Chapter 3 Methods

If there is only one batch in the input data, the online tool only take the data normalization step. If there are multiple batches in the input data, the online tool normalize the data in each batch first and then take the batch effect correction. Figure 3.1 shows the the general workflow of the tool.

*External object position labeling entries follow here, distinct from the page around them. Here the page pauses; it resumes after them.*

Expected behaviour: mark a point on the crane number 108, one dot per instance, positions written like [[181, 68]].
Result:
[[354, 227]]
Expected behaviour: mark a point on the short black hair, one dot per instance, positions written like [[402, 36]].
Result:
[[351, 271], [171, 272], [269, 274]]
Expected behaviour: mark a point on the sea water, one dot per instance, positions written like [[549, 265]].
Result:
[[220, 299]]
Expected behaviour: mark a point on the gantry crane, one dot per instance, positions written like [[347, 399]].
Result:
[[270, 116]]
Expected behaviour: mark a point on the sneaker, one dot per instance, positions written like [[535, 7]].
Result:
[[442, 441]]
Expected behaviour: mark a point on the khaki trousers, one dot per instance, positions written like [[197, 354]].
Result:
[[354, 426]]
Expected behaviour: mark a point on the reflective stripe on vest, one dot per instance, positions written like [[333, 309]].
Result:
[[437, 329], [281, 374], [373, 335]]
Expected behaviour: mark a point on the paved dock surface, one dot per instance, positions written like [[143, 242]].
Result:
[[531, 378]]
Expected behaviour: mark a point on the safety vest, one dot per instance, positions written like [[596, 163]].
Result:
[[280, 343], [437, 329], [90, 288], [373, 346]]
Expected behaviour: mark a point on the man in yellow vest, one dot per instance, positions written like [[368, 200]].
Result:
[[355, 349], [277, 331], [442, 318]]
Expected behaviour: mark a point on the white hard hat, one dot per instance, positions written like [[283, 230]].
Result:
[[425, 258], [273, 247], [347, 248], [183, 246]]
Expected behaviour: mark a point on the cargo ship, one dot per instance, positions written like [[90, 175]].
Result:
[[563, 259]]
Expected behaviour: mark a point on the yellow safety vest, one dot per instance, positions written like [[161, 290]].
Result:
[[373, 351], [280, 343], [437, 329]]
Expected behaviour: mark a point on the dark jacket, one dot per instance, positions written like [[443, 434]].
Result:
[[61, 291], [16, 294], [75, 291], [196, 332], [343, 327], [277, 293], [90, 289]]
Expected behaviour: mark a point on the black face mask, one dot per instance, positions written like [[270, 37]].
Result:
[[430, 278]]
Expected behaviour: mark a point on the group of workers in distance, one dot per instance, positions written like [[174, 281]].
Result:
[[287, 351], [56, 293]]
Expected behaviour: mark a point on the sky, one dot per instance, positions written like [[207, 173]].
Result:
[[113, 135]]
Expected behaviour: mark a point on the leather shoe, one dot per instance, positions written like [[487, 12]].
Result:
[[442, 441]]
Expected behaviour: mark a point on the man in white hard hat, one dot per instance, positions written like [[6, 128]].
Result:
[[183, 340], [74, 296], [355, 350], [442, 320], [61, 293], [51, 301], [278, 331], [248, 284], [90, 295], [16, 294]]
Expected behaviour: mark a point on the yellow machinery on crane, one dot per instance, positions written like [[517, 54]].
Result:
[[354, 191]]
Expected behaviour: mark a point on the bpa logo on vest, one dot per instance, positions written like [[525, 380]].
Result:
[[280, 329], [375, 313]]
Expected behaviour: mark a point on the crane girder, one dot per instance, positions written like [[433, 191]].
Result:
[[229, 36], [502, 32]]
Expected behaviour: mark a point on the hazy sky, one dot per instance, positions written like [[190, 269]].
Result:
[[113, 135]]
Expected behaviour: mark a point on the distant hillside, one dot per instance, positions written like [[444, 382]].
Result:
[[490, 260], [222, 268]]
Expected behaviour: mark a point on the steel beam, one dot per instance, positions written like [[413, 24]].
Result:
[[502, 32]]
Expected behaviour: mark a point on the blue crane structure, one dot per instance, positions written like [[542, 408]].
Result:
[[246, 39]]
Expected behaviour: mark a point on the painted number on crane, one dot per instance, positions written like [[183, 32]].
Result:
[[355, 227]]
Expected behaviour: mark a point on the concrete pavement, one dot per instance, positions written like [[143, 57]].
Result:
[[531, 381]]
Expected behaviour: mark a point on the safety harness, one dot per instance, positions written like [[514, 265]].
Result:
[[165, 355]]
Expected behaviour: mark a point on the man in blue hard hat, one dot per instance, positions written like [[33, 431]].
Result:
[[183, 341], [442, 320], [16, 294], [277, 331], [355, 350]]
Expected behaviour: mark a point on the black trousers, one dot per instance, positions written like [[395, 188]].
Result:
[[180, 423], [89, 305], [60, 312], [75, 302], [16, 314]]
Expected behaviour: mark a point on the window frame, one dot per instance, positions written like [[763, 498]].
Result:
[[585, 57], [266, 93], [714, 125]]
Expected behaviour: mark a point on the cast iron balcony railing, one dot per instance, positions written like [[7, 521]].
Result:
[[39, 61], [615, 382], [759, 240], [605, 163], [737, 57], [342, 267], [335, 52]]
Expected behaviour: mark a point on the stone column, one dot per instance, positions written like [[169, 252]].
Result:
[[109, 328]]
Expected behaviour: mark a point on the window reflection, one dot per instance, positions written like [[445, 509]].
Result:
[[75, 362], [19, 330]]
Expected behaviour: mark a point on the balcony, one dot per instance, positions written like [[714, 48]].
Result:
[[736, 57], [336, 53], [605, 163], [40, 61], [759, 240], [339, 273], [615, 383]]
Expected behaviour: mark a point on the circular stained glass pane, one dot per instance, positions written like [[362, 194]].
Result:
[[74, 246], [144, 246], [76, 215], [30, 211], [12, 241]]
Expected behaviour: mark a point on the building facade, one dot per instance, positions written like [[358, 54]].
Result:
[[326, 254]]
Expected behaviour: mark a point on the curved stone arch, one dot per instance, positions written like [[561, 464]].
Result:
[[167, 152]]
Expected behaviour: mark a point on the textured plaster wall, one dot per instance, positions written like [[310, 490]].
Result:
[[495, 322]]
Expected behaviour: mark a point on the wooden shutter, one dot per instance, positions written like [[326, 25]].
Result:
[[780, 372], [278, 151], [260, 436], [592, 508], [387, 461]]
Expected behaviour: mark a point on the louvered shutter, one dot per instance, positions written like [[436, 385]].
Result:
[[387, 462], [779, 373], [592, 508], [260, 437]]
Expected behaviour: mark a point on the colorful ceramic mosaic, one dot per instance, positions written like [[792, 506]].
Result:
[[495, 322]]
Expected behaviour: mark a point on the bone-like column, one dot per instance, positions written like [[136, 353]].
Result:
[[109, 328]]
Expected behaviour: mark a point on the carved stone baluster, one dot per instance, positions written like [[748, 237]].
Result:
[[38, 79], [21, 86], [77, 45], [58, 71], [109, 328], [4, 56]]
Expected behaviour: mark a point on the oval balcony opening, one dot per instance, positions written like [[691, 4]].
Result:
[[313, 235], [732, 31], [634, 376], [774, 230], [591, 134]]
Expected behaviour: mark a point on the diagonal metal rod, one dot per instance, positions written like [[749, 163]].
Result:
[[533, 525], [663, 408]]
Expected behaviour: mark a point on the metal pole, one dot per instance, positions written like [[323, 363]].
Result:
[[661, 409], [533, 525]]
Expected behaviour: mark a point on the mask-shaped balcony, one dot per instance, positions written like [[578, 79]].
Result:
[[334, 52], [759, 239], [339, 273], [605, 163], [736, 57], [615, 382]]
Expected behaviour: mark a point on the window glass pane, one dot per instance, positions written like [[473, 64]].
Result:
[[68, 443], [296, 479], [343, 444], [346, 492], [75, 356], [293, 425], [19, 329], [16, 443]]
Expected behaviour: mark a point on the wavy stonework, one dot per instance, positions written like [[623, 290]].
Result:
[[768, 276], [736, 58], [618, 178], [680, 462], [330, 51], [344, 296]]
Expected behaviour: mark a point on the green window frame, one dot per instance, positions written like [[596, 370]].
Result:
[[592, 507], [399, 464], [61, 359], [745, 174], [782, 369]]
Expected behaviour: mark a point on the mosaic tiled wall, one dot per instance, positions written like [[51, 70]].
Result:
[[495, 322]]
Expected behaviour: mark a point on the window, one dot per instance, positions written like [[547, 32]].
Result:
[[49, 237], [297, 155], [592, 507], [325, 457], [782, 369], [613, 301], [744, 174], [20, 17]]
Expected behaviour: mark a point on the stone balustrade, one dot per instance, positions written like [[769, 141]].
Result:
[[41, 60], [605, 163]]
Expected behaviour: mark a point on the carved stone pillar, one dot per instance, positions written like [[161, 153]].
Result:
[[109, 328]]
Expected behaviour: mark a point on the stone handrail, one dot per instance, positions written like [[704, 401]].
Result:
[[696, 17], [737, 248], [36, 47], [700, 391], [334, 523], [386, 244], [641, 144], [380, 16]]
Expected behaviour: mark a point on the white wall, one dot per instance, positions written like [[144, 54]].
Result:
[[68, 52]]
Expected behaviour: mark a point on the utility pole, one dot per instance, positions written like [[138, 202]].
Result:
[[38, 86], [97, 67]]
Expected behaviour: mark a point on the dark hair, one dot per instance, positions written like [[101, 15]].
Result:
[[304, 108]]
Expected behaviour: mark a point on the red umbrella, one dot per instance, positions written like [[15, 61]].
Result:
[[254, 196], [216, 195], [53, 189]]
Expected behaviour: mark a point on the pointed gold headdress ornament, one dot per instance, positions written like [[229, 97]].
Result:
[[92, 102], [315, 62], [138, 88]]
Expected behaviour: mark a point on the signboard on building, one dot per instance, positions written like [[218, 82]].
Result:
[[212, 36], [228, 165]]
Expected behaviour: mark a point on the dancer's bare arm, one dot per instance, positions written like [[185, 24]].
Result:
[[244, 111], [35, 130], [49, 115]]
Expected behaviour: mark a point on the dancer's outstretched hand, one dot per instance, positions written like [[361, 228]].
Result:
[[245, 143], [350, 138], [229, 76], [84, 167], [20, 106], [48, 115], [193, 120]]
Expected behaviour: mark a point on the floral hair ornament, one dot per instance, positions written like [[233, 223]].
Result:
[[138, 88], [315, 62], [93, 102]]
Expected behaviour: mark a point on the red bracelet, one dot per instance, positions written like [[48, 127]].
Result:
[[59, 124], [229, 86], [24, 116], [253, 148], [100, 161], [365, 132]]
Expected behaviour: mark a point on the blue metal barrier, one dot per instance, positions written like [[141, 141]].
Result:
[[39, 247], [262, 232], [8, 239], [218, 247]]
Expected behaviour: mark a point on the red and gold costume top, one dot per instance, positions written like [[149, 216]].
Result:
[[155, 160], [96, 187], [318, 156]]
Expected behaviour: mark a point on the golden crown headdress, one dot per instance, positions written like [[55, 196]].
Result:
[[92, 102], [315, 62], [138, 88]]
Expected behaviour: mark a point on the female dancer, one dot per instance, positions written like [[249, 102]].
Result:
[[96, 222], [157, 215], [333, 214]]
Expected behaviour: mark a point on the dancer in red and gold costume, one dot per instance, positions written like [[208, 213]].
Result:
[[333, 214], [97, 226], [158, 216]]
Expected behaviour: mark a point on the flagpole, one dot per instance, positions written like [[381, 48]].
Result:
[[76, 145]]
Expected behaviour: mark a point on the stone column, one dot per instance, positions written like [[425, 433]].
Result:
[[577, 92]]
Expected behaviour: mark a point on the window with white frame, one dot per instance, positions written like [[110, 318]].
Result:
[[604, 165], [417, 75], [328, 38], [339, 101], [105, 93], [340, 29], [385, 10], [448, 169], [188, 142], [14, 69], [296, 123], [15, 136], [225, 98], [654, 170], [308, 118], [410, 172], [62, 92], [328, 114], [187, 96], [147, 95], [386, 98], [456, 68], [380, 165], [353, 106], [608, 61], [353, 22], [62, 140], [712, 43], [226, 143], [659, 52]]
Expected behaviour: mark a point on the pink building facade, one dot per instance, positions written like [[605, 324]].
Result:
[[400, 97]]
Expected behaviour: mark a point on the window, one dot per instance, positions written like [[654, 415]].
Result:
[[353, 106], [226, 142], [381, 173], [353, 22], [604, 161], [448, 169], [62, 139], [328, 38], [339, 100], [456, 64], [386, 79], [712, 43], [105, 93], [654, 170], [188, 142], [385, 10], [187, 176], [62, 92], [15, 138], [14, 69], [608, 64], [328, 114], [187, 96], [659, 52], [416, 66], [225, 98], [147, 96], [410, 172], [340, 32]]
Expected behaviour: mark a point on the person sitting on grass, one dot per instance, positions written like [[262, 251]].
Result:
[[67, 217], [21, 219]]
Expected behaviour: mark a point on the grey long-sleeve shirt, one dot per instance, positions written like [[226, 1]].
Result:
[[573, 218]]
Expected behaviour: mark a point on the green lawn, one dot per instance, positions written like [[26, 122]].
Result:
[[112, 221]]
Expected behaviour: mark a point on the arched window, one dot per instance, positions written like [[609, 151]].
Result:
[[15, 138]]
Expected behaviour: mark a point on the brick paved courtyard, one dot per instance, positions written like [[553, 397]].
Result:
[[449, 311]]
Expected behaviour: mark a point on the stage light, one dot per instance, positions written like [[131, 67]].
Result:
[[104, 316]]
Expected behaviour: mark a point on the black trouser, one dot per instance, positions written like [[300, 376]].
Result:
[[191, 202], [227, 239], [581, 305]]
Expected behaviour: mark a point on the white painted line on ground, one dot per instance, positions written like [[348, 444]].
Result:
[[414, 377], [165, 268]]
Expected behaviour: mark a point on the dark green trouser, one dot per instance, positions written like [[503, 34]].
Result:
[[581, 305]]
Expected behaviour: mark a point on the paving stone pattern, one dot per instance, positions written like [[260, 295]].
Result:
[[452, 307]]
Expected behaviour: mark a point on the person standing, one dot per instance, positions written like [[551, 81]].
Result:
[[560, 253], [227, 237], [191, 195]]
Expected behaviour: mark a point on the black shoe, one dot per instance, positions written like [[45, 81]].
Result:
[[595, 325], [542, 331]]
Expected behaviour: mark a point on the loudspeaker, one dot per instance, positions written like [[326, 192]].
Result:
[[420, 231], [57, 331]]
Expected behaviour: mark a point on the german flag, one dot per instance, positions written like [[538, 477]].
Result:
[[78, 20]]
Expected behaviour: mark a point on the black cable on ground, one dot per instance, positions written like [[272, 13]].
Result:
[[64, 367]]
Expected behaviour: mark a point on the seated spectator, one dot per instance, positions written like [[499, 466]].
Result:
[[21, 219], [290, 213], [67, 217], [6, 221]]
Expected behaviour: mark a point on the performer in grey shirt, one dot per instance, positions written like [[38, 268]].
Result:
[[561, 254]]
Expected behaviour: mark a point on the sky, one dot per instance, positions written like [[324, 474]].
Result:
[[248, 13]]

Workflow of the online tool

Figure 3.1: Workflow of the online tool

3.1 Single Batch

If the input data is in a single batch, the online tool only takes the normalization step. The following normalization methods are implemented in the online tool.

3.1.1 Sample Loading

This method assumes that the summation of abundance for all the proteins is the same for all the sample.

3.1.2 Median

The median normalization is based on the assumption that the median of protein abundance is the sample for all the samples.

3.1.3 Quantile

In quantile normalization, the quantile of each sample is replaced by the mean of the same quantile of all the sample (Bolstad et al. 2003).

3.2 Multiple Batches

If the input data contains samples from multiple batches, the online tool will take normalization step for each batch first and then remove the batch effect between different batches. Now we have implemented the following batch effect correction methods in the tool.

3.2.1 ComBat

We used ComBat method in R package sva. The details of the method can be file in the paper (Johnson, Li, and Rabinovic 2007).

3.2.2 Limma

Function removeBatchEffect in R package limma (Ritchie et al. 2015) is used to remove the batch effect.

3.2.3 IRS

This method is based on the same pooling sample across different batches. It assumes that the pooling samples have the same protein abundance at different batches and calculates a scaling factor from this assumption. The details of this method can be found at (Plubell et al. 2017).

References

Bolstad, Benjamin M, Rafael A Irizarry, Magnus Åstrand, and Terence P. Speed. 2003. “A Comparison of Normalization Methods for High Density Oligonucleotide Array Data Based on Variance and Bias.” Bioinformatics 19 (2): 185–93.
Johnson, W Evan, Cheng Li, and Ariel Rabinovic. 2007. “Adjusting Batch Effects in Microarray Expression Data Using Empirical Bayes Methods.” Biostatistics 8 (1): 118–27.
Plubell, Deanna L, Phillip A Wilmarth, Yuqi Zhao, Alexandra M Fenton, Jessica Minnier, Ashok P Reddy, John Klimek, Xia Yang, Larry L David, and Nathalie Pamir. 2017. “Extended Multiplexing of Tandem Mass Tags (TMT) Labeling Reveals Age and High Fat Diet Specific Proteome Changes in Mouse Epididymal Adipose Tissue.” Molecular & Cellular Proteomics 16 (5): 873–90.
Ritchie, Matthew E, Belinda Phipson, Di Wu, Yifang Hu, Charity W Law, Wei Shi, and Gordon K Smyth. 2015. “Limma Powers Differential Expression Analyses for RNA-Sequencing and Microarray Studies.” Nucleic Acids Research 43 (7): e47–47.